Pengadilan Izinkan Wanita di Negara Ini Untuk Mengumpulkan Sperma Suaminya yang Meninggal Karena COVID-19

riau24.com | Nasional | Published at 22/07/2021 11:06
Pengadilan Izinkan Wanita di Negara Ini Untuk Mengumpulkan Sperma Suaminya yang Meninggal Karena COVID-19

RIAU24.COM- Dalam kasus yang unik, Pengadilan Tinggi Gujarat telah meminta sebuah rumah sakit di Vadodara untuk melakukan prosedur IVF/Assisted Reproductive Technology (ART) untuk pengumpulan sampel pasien COVID-19 kritis yang memiliki peluang kecil untuk bertahan hidup setelah istrinya menyatakan keinginan untuk melahirkan anaknya nanti.

Diketahui, sebelumnya seorang wanita itu telah mengajukan banding ke pengadilan tinggi Gujarat pada Senin malam setelah rumah sakit menolak permintaannya yang menyatakan bahwa suaminya, yang sakit kritis dan menggunakan sistem pendukung kehidupan, tidak memberikan persetujuan untuk pengambilan.

zxc1

HC yang menerima pembelaan pada hari Selasa mengeluarkan perintah yang menganggapnya sebagai "situasi mendesak yang luar biasa". Pengadilan mengarahkan rumah sakit untuk melakukan prosedur IVF/ART untuk pengambilan sampelnya dan menyimpannya di tempat yang sesuai sesuai saran medis.

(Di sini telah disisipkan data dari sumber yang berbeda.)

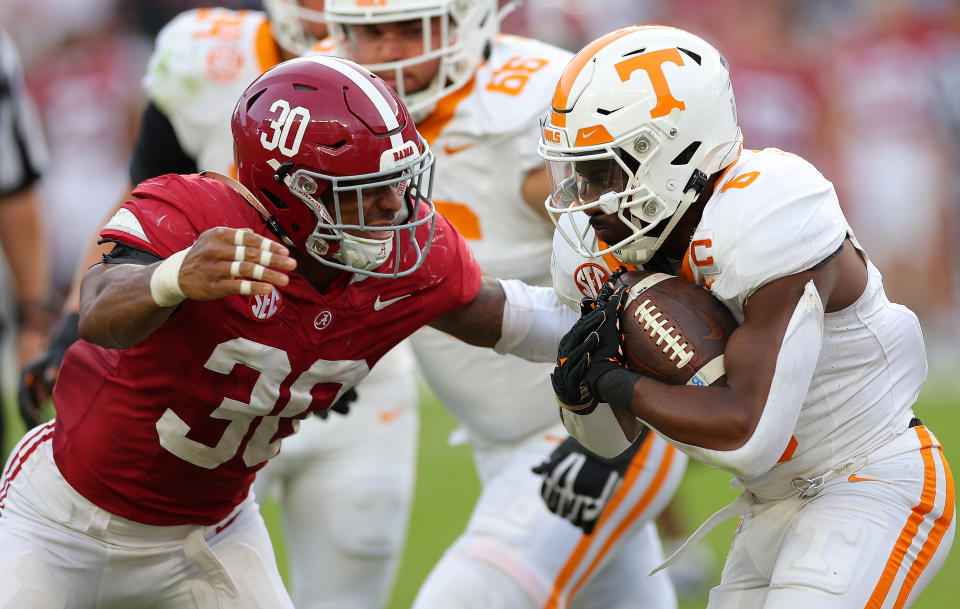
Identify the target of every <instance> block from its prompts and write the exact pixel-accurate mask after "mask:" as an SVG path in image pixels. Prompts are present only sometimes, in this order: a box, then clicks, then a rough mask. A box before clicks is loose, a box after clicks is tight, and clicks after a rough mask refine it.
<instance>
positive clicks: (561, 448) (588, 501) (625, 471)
mask: <svg viewBox="0 0 960 609" xmlns="http://www.w3.org/2000/svg"><path fill="white" fill-rule="evenodd" d="M640 444H642V442H635V443H634V445H633V446H632V447H631V448H630V449H629V450H627V451H626V452H624V453H623V454H622V455H619V456H617V458H616V459H604V458H602V457H600V456H598V455H596V454H594V453H592V452H590V451H589V450H587V449H586V448H584V447H583V445H582V444H580V443H579V442H577V441H576V439H574V438H572V437H571V438H567V439H566V440H564V441H563V442H561V443H560V445H559V446H557V448H556V449H555V450H554V451H553V453H551V454H550V458H549V459H547V460H546V461H544V462H543V463H541V464H540V465H537V466H536V467H534V468H533V473H535V474H539V475H541V476H543V484H541V485H540V496H541V497H543V501H544V503H546V504H547V509H549V510H550V511H551V512H553V513H554V514H556V515H557V516H559V517H561V518H566V519H567V520H569V521H570V522H572V523H573V524H574V525H576V526H578V527H580V528H581V529H582V530H583V532H584V534H586V535H589V534H590V533H592V532H593V527H594V526H595V525H596V524H597V521H598V520H599V519H600V515H601V514H603V510H604V508H605V507H606V505H607V502H608V501H609V500H610V498H611V497H613V494H614V493H615V492H616V491H617V488H619V487H620V483H621V482H622V481H623V476H624V474H625V473H626V471H627V466H628V465H630V461H631V460H632V459H633V456H634V455H635V454H636V452H637V449H638V447H639V446H640Z"/></svg>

HC mengatakan, "pembebasan sementara diberikan dalam situasi mendesak yang luar biasa di hadapan pengadilan dan hal yang sama harus tunduk pada hasil petisi".

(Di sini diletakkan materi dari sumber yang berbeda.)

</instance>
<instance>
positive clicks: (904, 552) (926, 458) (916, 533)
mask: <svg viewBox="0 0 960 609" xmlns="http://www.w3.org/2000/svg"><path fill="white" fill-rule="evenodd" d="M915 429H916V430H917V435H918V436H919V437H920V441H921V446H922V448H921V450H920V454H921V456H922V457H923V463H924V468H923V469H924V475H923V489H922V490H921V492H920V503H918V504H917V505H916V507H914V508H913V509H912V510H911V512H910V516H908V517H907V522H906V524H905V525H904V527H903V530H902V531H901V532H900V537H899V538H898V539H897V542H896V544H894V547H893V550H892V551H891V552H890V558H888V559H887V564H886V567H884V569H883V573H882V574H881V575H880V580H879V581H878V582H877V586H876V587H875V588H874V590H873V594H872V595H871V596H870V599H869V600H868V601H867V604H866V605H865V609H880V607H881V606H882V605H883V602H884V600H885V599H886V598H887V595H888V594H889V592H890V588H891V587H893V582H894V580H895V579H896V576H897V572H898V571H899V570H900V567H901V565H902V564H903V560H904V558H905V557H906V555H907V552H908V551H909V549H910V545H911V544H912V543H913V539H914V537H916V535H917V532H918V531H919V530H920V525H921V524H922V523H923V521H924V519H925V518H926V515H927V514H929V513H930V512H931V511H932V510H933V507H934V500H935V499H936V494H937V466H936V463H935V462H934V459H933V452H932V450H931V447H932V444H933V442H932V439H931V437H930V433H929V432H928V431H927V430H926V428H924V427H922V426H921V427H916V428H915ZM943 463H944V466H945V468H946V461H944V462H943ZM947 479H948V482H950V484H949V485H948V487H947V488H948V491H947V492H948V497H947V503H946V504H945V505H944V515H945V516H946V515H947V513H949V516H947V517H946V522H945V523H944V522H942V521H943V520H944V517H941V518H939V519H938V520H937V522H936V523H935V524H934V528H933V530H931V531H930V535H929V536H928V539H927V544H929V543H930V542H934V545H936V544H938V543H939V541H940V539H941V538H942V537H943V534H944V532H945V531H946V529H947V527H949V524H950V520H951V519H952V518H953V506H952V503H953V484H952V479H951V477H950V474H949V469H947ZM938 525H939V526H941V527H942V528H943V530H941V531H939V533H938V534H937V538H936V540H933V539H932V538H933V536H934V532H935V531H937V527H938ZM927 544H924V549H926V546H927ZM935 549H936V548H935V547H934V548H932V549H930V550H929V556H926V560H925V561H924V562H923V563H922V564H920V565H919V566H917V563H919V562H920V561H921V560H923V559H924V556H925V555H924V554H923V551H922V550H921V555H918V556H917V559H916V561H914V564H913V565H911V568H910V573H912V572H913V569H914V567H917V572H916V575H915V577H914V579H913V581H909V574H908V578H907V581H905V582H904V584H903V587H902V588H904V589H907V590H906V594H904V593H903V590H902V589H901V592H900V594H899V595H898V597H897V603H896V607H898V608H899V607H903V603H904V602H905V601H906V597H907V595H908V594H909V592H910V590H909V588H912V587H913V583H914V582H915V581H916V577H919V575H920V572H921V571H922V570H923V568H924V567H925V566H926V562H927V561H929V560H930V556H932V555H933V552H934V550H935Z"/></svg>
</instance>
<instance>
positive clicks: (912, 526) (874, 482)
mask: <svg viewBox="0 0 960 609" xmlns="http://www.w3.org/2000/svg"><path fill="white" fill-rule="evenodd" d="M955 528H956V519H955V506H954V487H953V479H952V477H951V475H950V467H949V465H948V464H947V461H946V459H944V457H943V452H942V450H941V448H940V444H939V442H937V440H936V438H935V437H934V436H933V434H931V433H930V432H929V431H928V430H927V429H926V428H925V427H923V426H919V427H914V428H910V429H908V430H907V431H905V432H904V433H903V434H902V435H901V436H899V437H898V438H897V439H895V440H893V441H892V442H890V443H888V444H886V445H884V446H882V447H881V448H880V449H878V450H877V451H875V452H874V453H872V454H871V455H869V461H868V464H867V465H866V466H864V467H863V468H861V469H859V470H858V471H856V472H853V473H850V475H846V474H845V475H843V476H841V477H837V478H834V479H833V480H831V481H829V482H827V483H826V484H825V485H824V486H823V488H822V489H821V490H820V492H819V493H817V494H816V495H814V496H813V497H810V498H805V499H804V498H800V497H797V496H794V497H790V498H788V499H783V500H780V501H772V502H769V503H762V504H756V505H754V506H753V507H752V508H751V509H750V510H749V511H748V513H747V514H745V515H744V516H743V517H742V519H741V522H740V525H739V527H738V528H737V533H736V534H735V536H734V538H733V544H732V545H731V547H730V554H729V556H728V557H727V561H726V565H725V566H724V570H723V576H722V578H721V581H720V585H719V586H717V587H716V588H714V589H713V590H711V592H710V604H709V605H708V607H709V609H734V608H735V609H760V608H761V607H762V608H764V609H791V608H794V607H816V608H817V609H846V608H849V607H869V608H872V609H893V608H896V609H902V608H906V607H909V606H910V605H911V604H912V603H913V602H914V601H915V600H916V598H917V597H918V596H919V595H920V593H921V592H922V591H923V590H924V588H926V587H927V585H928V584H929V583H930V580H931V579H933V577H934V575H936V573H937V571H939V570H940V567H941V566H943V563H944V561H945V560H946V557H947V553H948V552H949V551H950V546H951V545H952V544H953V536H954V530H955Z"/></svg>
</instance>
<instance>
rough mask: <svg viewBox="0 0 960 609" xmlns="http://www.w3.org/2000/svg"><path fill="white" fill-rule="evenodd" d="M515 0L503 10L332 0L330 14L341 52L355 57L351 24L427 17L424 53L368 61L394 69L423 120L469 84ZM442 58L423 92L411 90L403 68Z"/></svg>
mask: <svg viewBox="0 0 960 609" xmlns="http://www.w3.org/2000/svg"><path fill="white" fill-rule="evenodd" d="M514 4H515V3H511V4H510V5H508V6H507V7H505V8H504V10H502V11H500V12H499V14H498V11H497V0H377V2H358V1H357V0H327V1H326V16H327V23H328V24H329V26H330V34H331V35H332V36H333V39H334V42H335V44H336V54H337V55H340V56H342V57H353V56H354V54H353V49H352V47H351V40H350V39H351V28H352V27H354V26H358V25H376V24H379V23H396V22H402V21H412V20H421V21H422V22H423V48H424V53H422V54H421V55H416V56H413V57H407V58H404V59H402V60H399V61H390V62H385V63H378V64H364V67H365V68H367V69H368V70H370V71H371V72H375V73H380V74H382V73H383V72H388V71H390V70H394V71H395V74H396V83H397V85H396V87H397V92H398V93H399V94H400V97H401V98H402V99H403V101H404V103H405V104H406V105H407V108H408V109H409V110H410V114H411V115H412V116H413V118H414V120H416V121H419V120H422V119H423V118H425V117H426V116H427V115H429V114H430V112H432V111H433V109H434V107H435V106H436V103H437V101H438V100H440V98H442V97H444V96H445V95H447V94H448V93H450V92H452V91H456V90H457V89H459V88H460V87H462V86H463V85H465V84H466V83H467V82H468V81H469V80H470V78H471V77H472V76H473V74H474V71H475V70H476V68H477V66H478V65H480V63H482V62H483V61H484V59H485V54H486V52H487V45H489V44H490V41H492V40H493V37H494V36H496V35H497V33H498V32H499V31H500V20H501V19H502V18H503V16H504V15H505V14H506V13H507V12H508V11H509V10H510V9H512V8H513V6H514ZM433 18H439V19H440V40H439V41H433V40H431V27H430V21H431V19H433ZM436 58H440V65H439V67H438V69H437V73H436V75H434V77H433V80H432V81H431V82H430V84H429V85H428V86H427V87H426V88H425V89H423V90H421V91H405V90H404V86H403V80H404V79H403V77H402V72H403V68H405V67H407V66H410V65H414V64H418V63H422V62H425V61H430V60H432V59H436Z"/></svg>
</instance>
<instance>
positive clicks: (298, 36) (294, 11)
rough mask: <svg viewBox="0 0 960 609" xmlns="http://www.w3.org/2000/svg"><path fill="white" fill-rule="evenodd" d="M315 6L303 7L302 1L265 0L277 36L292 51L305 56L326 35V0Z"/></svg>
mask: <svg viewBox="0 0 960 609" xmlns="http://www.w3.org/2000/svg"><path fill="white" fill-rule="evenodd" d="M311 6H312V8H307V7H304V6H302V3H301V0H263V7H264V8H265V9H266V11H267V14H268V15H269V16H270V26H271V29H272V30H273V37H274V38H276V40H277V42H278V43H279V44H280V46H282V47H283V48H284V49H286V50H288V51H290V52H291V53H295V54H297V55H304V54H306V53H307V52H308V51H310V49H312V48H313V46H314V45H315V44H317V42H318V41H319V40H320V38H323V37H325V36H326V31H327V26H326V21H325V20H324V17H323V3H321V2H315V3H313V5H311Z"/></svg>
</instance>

Namun, pengadilan tidak memberikan izin untuk melanjutkan inseminasi buatan sampai ada perintah lebih lanjut.

Pemohon ingin mengandung anaknya melalui teknologi IVF/ART, tetapi rumah sakit tidak mengizinkan ini kecuali dia mendapat perintah pengadilan yang mengarahkannya untuk mengumpulkan sampelnya, kata pengacaranya, Nilay Patel.

zxc2

Oleh karena itu, dia mendekati pengadilan tinggi pada hari Selasa dengan permohonan mendesak, katanya.

Pemohon mendatangi pengadilan, mengatakan suaminya yang terinfeksi COVID-19 menderita kegagalan multi-organ dan harus menggunakan sistem pendukung kehidupan, dan menurut dokter, dia hanya memiliki peluang yang kecil untuk bertahan hidup, kata Patel.

HC mengarahkan pemohon dan asisten pembela pemerintah untuk mengomunikasikan perintahnya ke rumah sakit untuk pengambilan sampel pasien, melihat kekritisan kondisi kesehatannya dikatakan terus memburuk.